When evaluating opportunities: Companies that are serious about AI/ML hiring tend to post specific infrastructure details in the job description: the frameworks they use, their model serving stack, their data pipeline tools. Vague postings that just say 'ML experience required' without specifics are often companies that haven't figured out what they need yet.
AI Hiring Overview
The AI job market has 3,823 open positions tracked in our dataset. By seniority: 112 entry-level, 1,798 mid-level, 1,516 senior, and 397 leadership roles (Director, VP, C-Level). Remote roles make up 15% of the market (590 positions). The remaining 3,217 roles require on-site or hybrid attendance.

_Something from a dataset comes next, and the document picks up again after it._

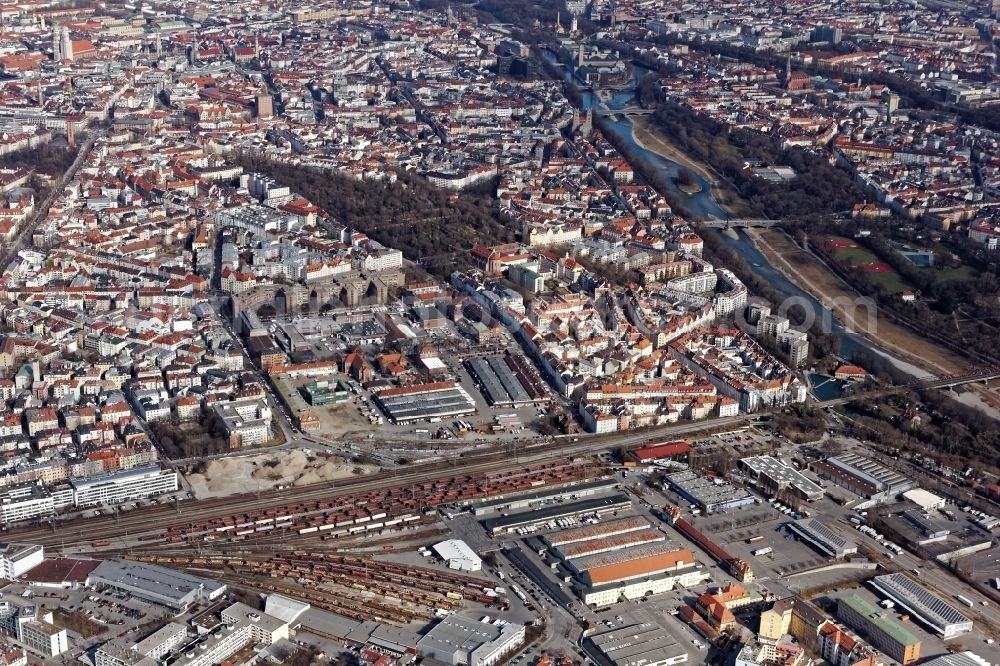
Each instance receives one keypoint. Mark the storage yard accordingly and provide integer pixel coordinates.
(571, 541)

The market median for AI roles is $200,100. Top-quartile compensation starts at $253,500. The 90th percentile reaches $307,500. Highest-paying categories: AI Engineering Manager ($275,000 median, 41 roles); AI Safety ($274,200 median, 55 roles); Research Engineer ($260,000 median, 434 roles).
Demand for AI/ML Engineers has been strong and consistent. Unlike some AI roles that spike with hype cycles, ML engineering is a foundational need. Every company deploying AI models needs people who can keep them running, and the gap between research prototypes and production systems keeps growing.
The AI Job Market Today
The AI job market spans 3,823 open positions across 15 role categories. The largest categories by volume: AI/ML Engineer (2,629), Data Scientist (322), AI Software Engineer (279). These three account for the majority of open positions, though smaller categories often have higher per-role compensation because of specialized skill requirements.
The seniority mix tells a story about where AI teams are in their maturity. Entry-level roles (112) are outnumbered by mid-level (1,798) and senior (1,516) positions, reflecting that most companies are past the 'build a team from scratch' phase and need experienced engineers who can ship production systems. Leadership roles (Director, VP, C-Level) total 397 positions, representing the bottleneck between technical execution and organizational strategy.
Remote work availability sits at 15% of all AI roles (590 positions), with 3,217 requiring on-site or hybrid attendance. The remote share has stabilized after the post-pandemic correction. Senior and specialized roles (Research Scientist, ML Architect) are more likely to be remote-eligible than entry-level positions, partly because experienced hires have more negotiating power and partly because these roles require less hands-on mentorship.
AI compensation is structured in clear tiers. The market median sits at $200,100. Top-quartile roles start at $253,500, and the 90th percentile reaches $307,500. These figures include base salary with disclosed compensation. Total compensation (including equity, bonuses, and sign-on) runs 20-40% higher at companies that offer those components.
Category matters for compensation. AI Engineering Manager roles lead at $275,000 median, while Prompt Engineer roles sit at $140,000. The spread between highest and lowest-paying categories reflects the premium on specialized technical skills versus broader analytical roles.
The most in-demand skills across all AI postings: Python (1,979 postings), Aws (1,190 postings), Azure (899 postings), Rag (839 postings), Gcp (726 postings), Pytorch (595 postings), Prompt Engineering (595 postings), Claude (540 postings). Python dominates, appearing in the vast majority of role descriptions regardless of category. Cloud platform experience (AWS, GCP, Azure) is the second most common requirement. The newer entrants to the top skills list (RAG, vector databases, LLM APIs) reflect the shift from traditional ML toward generative AI applications.